Vejamos agora microscopicamente. Embora os microrganismos não possuam naturalmente cores contrastantes podemos, através de colorações, fazer com que absorvam determinadas cores. Isto permite uma melhor visualização da sua estrutura ao microscópio ou mesmo proceder à diferenciação entre espécies.

Observação microscópica de colorações Gram:

staphylococcus aureus
Staphylococcus aureus (Gram-positivo)
escherichia coli
Escherichia coli (Gram-negativo)

Uma das colorações mais importantes na microbiologia é a coloração de Gram. De acordo com a estrutura da sua parede celular, as bactérias podem ser divididas em dois grandes grupos: bactérias Gram-negativas e Gram-positivas, a principal diferença entre eles sendo o teor de lípidos e peptidoglicanos presentes na parede celular.
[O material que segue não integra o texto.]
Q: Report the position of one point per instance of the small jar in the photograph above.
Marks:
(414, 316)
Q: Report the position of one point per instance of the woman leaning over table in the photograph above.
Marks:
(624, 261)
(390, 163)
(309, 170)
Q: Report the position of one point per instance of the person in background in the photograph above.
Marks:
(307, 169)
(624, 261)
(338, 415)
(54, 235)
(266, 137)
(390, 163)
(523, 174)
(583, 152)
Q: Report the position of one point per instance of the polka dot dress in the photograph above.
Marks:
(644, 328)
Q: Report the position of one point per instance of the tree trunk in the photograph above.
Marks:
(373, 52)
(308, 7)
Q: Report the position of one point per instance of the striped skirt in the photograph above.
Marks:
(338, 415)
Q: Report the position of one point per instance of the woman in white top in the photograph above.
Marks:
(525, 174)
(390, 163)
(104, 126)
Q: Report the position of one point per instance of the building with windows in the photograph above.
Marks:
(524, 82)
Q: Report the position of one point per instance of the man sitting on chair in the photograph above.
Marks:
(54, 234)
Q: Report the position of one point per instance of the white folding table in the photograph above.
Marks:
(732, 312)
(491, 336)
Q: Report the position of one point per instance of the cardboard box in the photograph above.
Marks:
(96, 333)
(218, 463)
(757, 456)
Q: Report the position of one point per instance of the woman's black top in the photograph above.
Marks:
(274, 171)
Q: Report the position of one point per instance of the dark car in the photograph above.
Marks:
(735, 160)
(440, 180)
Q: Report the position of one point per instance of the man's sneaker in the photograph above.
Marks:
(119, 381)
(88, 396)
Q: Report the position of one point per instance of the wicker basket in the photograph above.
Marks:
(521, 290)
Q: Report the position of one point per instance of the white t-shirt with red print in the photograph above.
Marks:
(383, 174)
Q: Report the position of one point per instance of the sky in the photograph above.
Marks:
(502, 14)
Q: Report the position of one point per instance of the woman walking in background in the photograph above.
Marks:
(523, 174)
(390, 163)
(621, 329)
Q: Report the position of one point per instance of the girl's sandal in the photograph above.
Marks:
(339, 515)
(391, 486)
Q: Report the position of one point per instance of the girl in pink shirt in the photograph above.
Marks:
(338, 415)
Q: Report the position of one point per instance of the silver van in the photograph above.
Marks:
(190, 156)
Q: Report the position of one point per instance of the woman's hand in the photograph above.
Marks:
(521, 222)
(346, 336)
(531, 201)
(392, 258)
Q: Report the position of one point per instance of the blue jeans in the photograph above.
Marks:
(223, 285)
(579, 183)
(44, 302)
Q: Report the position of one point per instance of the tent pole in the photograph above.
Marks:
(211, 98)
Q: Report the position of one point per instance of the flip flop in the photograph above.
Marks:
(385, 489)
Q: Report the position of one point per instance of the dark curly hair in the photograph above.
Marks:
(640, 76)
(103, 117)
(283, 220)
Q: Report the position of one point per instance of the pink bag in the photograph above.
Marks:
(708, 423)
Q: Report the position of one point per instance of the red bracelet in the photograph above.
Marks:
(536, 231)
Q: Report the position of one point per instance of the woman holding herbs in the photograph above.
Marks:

Enquanto a parede celular das bactérias Gram-positivas é caracterizada pela ausência de lípidos e composta por grande quantidade de peptidoglicanos, a das Gram-negativas caracteriza-se pela presença de lípidos e pequena quantidade de peptidoglicanos. Esta diferença estrutural faz com que as bactérias dos dois grupos apresentem um comportamento diferente quando submetidas a uma coloração de Gram.

 
penicillium spp
Observação microscópica de uma espécie de Penicillium spp. corada com azul de lactofenol 

Nesta coloração, após fixação da cultura pelo calor, é aplicado um primeiro corante (cristal violeta), seguido de um mordente (lugol), uma solução de álcool acetona, terminando com um segundo corante (safranina). Ao aplicar o lugol, forma-se um complexo de cristal violeta iodado que é retido na parede celular pelo peptidoglicano.

Desta forma, as bactérias Gram-positivas, tendo uma elevada quantidade desta molécula, apresentam uma coloração roxa que não é eliminada pela solução de álcool acetona. Por sua vez, as bactérias Gram-negativas, tendo apenas uma pequena quantidade de peptidoglicano não são capazes de reter este complexo, perdendo a coloração roxa aquando da lavagem com álcool acetona. Aquando da aplicação da safranina, a parede celular ganha então uma coloração rosa.

Existem, no entanto outras colorações que podem ser utilizadas, de acordo com a finalidade pretendida. O Penicillium, pode ser identificado até à espécie recorrendo a uma coloração com azul de lactofenol.

Mas até a microbiologia pode ser arte! Nunca esquecendo que se tratam de microrganismos que poderão ter implicações na saúde humana, aplicando as regras de segurança e boas práticas laboratoriais, podem ser criadas verdadeiras obras de arte.

A American Society for Microbiology lançou um concurso intitulado “Arte em Agar” onde desafiou profissionais de várias áreas a elaborar, com todas as condições de segurança necessárias, culturas em placas de agar onde dessem asas à sua imaginação. Os resultados falam por si:

arte em agar1 arte em agar2

Recorrendo à cor, conseguimos ver processos que de outra forma seriam invisíveis a olho nu. Quem diria que mesmo aquilo que não é visível podia ser tão colorido?